Capítulo 19: O Templo da Lanterna Fantasma de Cinquenta Anos Atrás
Song Shuhang ficou surpreso por um instante, mas ao reconhecer o rapaz na motocicleta, abriu um sorriso de alegria: “Bó, é você? Como assim, você também está aqui?”
Aquele rapaz de aparência elegante era um dos seus três colegas de quarto, conhecido como Bó. Seu nome verdadeiro, porém, contrastava totalmente com sua imagem: Lin Tubó. Por anos, Bó lamentou o nome, sentindo-se envergonhado por soar tão provinciano. Travou muitas batalhas com o pai por causa disso. Houve até uma vez em que, sozinho, levou documentos para tentar mudar de nome oficialmente, mas seu pai o descobriu, arrastou-o de volta para casa e ainda lhe deu uma surra.

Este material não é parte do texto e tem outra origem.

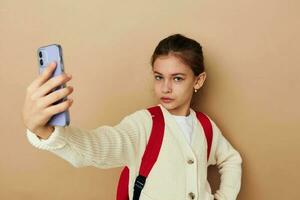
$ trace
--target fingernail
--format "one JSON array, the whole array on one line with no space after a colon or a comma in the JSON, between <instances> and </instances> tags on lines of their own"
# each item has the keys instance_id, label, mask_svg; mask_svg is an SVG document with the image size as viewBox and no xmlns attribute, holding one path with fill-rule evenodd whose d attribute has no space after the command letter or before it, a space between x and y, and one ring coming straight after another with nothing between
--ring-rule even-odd
<instances>
[{"instance_id":1,"label":"fingernail","mask_svg":"<svg viewBox=\"0 0 300 200\"><path fill-rule=\"evenodd\" d=\"M51 63L51 66L52 66L52 67L56 67L56 62L53 61L53 62Z\"/></svg>"}]
</instances>

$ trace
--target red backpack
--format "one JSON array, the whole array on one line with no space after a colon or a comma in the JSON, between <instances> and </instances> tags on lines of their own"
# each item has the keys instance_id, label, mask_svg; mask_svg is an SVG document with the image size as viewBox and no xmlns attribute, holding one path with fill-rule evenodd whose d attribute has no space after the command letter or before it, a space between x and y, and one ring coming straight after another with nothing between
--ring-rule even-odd
<instances>
[{"instance_id":1,"label":"red backpack","mask_svg":"<svg viewBox=\"0 0 300 200\"><path fill-rule=\"evenodd\" d=\"M151 135L144 152L142 163L140 166L139 176L135 179L133 200L139 200L141 191L145 185L146 178L155 164L164 136L165 122L163 113L159 106L153 106L147 109L152 116L153 125ZM200 121L206 136L207 141L207 160L209 158L211 143L212 143L212 125L209 118L202 112L196 112L196 116ZM124 167L117 189L117 200L129 200L128 195L129 184L129 168Z\"/></svg>"}]
</instances>

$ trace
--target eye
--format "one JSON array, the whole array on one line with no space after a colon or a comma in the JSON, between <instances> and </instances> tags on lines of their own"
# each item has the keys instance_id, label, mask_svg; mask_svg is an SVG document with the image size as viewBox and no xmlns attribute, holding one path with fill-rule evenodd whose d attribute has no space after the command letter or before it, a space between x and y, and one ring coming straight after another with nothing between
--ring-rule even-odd
<instances>
[{"instance_id":1,"label":"eye","mask_svg":"<svg viewBox=\"0 0 300 200\"><path fill-rule=\"evenodd\" d=\"M154 76L155 80L160 80L161 76Z\"/></svg>"},{"instance_id":2,"label":"eye","mask_svg":"<svg viewBox=\"0 0 300 200\"><path fill-rule=\"evenodd\" d=\"M183 80L181 77L175 77L174 79L177 79L177 82Z\"/></svg>"}]
</instances>

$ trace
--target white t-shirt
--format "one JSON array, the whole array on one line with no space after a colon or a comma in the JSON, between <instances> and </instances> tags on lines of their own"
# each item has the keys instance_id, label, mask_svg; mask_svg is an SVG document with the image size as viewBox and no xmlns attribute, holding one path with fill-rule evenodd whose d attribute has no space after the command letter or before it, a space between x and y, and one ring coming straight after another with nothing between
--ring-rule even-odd
<instances>
[{"instance_id":1,"label":"white t-shirt","mask_svg":"<svg viewBox=\"0 0 300 200\"><path fill-rule=\"evenodd\" d=\"M178 115L172 115L172 116L175 118L176 122L179 124L187 142L191 145L192 132L193 132L193 118L192 118L191 113L188 116L178 116Z\"/></svg>"}]
</instances>

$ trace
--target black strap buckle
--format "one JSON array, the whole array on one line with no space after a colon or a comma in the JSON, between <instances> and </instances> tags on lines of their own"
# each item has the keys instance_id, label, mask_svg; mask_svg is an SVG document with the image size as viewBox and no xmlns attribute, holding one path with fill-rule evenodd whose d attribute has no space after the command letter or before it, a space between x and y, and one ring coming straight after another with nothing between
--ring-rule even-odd
<instances>
[{"instance_id":1,"label":"black strap buckle","mask_svg":"<svg viewBox=\"0 0 300 200\"><path fill-rule=\"evenodd\" d=\"M145 185L145 182L146 182L146 177L138 175L138 177L136 177L135 182L134 182L134 189L137 188L137 189L142 190Z\"/></svg>"},{"instance_id":2,"label":"black strap buckle","mask_svg":"<svg viewBox=\"0 0 300 200\"><path fill-rule=\"evenodd\" d=\"M144 188L146 182L145 176L138 175L134 182L134 192L133 192L133 200L138 200L141 195L141 191Z\"/></svg>"}]
</instances>

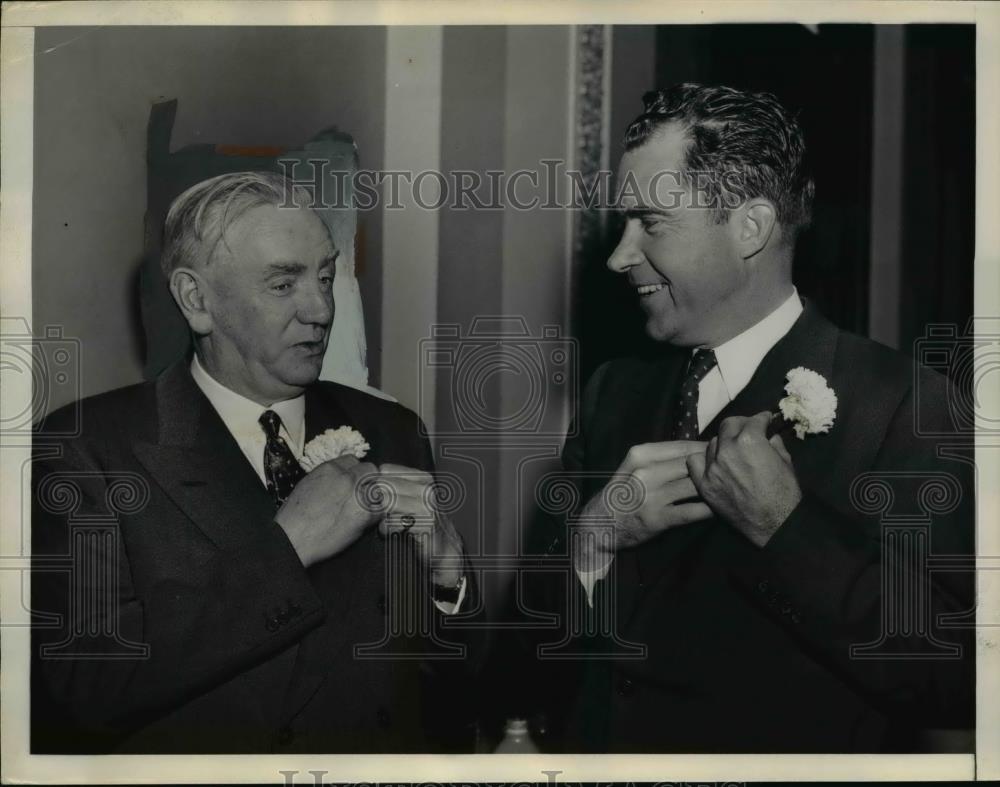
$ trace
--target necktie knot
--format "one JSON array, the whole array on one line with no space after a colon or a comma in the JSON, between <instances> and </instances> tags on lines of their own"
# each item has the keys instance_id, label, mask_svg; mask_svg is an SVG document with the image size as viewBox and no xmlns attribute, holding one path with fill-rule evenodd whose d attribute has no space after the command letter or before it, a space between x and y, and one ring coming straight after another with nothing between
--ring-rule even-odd
<instances>
[{"instance_id":1,"label":"necktie knot","mask_svg":"<svg viewBox=\"0 0 1000 787\"><path fill-rule=\"evenodd\" d=\"M274 410L265 410L260 414L258 419L260 425L264 427L264 434L267 435L268 440L277 439L279 433L281 432L281 416L278 415Z\"/></svg>"},{"instance_id":2,"label":"necktie knot","mask_svg":"<svg viewBox=\"0 0 1000 787\"><path fill-rule=\"evenodd\" d=\"M700 383L705 375L715 368L716 363L714 350L695 350L691 356L687 376L690 380Z\"/></svg>"}]
</instances>

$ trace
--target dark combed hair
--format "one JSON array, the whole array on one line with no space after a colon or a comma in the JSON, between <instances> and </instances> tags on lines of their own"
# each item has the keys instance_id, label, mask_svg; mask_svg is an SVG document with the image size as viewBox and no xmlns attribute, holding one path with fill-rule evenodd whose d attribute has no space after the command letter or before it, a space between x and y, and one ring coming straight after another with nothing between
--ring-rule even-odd
<instances>
[{"instance_id":1,"label":"dark combed hair","mask_svg":"<svg viewBox=\"0 0 1000 787\"><path fill-rule=\"evenodd\" d=\"M690 144L685 175L709 189L716 222L729 208L754 197L770 200L789 239L812 218L814 186L802 130L770 93L692 83L651 90L645 109L625 132L625 150L643 145L658 130L678 123Z\"/></svg>"}]
</instances>

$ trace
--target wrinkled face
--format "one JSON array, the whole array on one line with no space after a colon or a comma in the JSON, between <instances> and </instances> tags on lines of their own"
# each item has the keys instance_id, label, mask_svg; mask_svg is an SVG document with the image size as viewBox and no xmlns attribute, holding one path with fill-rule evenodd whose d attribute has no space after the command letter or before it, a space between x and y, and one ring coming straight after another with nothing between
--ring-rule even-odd
<instances>
[{"instance_id":1,"label":"wrinkled face","mask_svg":"<svg viewBox=\"0 0 1000 787\"><path fill-rule=\"evenodd\" d=\"M705 197L681 177L687 147L677 125L625 153L618 168L625 231L608 267L625 275L646 332L682 347L714 346L745 284L732 222L716 224Z\"/></svg>"},{"instance_id":2,"label":"wrinkled face","mask_svg":"<svg viewBox=\"0 0 1000 787\"><path fill-rule=\"evenodd\" d=\"M307 208L263 205L230 224L205 268L209 371L263 404L314 383L333 321L335 260Z\"/></svg>"}]
</instances>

Por isso, sempre que podia, pedia que o chamassem de Abo, Xiaobo ou simplesmente Bó. Na verdade, na opinião de Shuhang, Tubó nem era tão ruim. Pelo menos era melhor do que nomes como Wang Erdan ou Liu Gousheng, que existiam de verdade. Não era apenas piada — em sua cidade natal, havia mesmo alguém chamado Wang Goudan.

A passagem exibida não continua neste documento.